To say 3:10 to Yuma is the best western in over a decade is irrefutable. But that isn’t saying much since the genre has waned since its heyday after Clint Eastwood hung up his six shooters. Since then there have been modernized attempts here and there, but the western has been plagued with familiar tumbleweeds for years. The best in recent memory was with Eastwood back in the saddle with Unforgiven.
So it’s only fitting that a film capable of reviving the classic American genre be a remake of a 1957 version and star two of the finest actors of the generation side by side. But an Aussie and a Welshman?
Christian Bale has been described as a chameleon and I can think of no better explanation for how well he transforms into a role. It’s no surprise that he settles in well to another genre, this time as Dan Evans, a rancher struggli
ng to provide for his family. But this layered character also struggles with his own masculinity. Left handicapped after the Civil War, Evans must find a way to rescue his family from the mounting debt and prove to his boys that he isn’t half a man.
Russell Crowe plays the infamous Ben Wade, a larger than life legend as much as a bandit and heartless murderer. Like Bale’s character, Wade is a complex man. He’s capable of cold-blooded killing, sweet talking the ladies, and making profound statements about the similarities between “white hats” and “black hats.” It takes a special kind of actor to play a hated role like Ben Wade, yet win you over with his sly charm. Crowe will likely just miss a nomination for this great performance, but I guarantee he’ll be announced for American Gangster as recognition for this year’s collective brilliance.

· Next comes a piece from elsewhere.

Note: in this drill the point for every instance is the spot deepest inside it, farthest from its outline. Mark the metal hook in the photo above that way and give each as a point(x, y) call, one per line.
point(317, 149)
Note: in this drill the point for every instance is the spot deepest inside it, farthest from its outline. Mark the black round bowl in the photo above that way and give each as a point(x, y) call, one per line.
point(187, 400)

But it’s not just these powerhouses that dominate the 117 minute run time. The rest of the ensemble is strong, started by a grizzly Peter Fonda and lead by a surprisingly solid performance from Ben Foster, who until now has been relegated to angsty teen parts on “Six Feet Under” and X-Men 3. His Charlie Prince is every bit as sinister as his outlaw mentor, but lacks the cunning that propelled Wade to become the most notorious thief in the West. He must have practiced the steely-eyed look though, because he’s got that down.

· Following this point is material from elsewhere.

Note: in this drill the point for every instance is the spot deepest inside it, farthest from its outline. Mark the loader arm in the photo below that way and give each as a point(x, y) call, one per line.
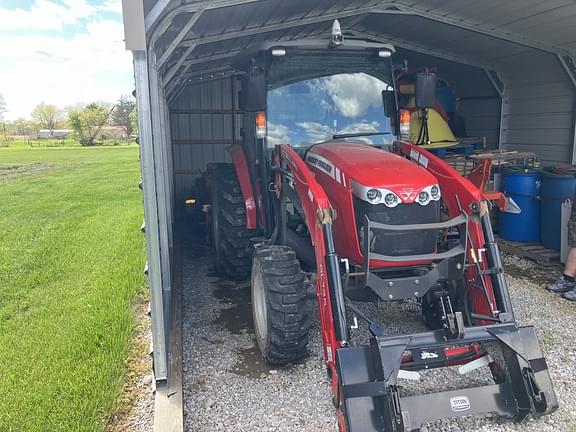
point(318, 217)
point(461, 195)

Money in a prevalent theme throughout, swaying the loyalty of just about every character. But unlike the others’ affinity for coin pouches, Evans is motivated not by greed, but a much more noble reason. What results is a mutual respect between prisoner and capturer in a trek that teeters on rocky ground between civilized discourse and violent mayhem.
Time is also clearly an element here, as Evans and friends must transport Wade to the scheduled train while being pursued by Wade’s gaining crew of loyal bandits, lead by Prince. But when Evans throws the pocket watch in frustration, you can physically see Bale wrestling with his own sense of duty, justice, sacrifice, and honor.